In July 2012, Hall enrolled the children in Medi-Care Managed Care, a state
healthcare program operated by California.   Hall was unable to pay the rent at the Chula Vista apartment and was evicted by order of a California court in early August 2012. Shortly thereafter, Hall started making plans to return with the children
to Illinois, where Hall had a substantial support network of family.   Hall informed Solano, who said that "she was okay with it" and that she just wanted to see the children before they left.   Hall believed at the time that Solano would attempt to cross into the United States, legally or illegally, and meet up with Hall and the children in Illinois.    Hall and the children left the San Diego -Tijuana area in late August 2012
and  lived in Waukegan, Illinois, ever since.  

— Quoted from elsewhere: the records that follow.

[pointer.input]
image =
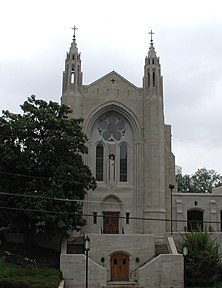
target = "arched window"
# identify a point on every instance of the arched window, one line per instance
(195, 220)
(123, 163)
(72, 78)
(148, 79)
(99, 162)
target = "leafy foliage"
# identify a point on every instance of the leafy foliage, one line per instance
(202, 181)
(43, 177)
(203, 260)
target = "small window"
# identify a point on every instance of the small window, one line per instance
(127, 218)
(72, 77)
(154, 76)
(99, 162)
(123, 163)
(94, 217)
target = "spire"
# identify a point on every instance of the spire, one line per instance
(151, 53)
(72, 75)
(74, 33)
(74, 45)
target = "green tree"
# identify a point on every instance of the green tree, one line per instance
(43, 179)
(202, 263)
(202, 181)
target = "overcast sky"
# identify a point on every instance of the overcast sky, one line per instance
(113, 35)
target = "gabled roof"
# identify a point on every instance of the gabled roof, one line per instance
(112, 74)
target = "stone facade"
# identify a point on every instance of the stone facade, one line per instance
(130, 155)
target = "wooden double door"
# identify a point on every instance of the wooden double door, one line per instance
(119, 267)
(111, 222)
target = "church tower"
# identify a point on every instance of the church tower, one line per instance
(154, 168)
(72, 80)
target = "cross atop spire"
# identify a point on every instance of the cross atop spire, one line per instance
(151, 33)
(74, 33)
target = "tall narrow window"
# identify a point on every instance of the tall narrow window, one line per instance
(72, 77)
(94, 217)
(123, 163)
(127, 217)
(154, 79)
(99, 162)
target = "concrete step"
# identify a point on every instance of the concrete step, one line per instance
(161, 249)
(122, 284)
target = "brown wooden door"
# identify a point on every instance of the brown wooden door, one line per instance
(110, 222)
(119, 267)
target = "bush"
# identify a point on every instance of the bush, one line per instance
(11, 283)
(203, 260)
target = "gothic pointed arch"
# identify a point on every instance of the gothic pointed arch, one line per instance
(117, 107)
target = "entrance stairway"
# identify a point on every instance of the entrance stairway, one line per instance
(161, 249)
(122, 284)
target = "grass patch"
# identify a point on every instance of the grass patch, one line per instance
(40, 270)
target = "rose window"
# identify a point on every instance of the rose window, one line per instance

The district court noted that unlike the situation in most Hague Convention cases, the children moved fluidly and regularly (at times daily) between  United States and Mexico, with the consent of both parents.   This made it difficult to determine whether Hall removed the children from  Mexico or retained them in the United States when he took them from the San Diego -Tijuana area to Illinois.   In addition the parties' briefs recognized no distinction between the habitual residence analysis in retention versus removal cases. The court held that the parties  therefore waived any argument that this case involved retention as opposed to removal (or vice versa) or that the habitual residence analysis differed in any material respect between those two scenarios. The district court noted that the parties agreed that Solano could prevail only if she showed that Mexico was the children's  habitual residence in late August 2012, when the alleged wrongful removal/retention occurred.   "The determination of 'habitual residence' is to be made on the basis of the everyday meaning of these words rather than the legal meaning that a particular jurisdiction attaches to them ...."   Kijowska, 463 F.3d at 586.    "The determination of habitual residence under the Hague Convention is a practical, flexible, factual  inquiry that accounts for all available relevant evidence and considers the individual circumstances of each case."   Redmond, 724 F.3d at 732. "Determining a child's habitual residence ... requires an assessment of the observable facts on the ground, not an inquiry into the child's or the parent's legal status in a particular place."  The district court pointed out that the Seventh Circuit had loosely adopted the framework set forth in  Mozes v. Mozes, 239 F.3d 1067 (9th Cir. 2001), for determining habitual residence. "In the case of  young children, the [Mozes] court found it most prudent to focus on the intent of the parents rather than the intent of the child in determining the child's habitual residence."   Koch, 450 F.3d at 713.   The district court must "determine  whether the parents intended to abandon their previous habitual residence, judging that intent at the last time the parents had a shared intent."    As  the Seventh Circuit made clear, the district court also must consider, in addition to the  parents' last shared intent, "the child's acclimatization" to one country or another.   Redmond, 724 F.3d at 746.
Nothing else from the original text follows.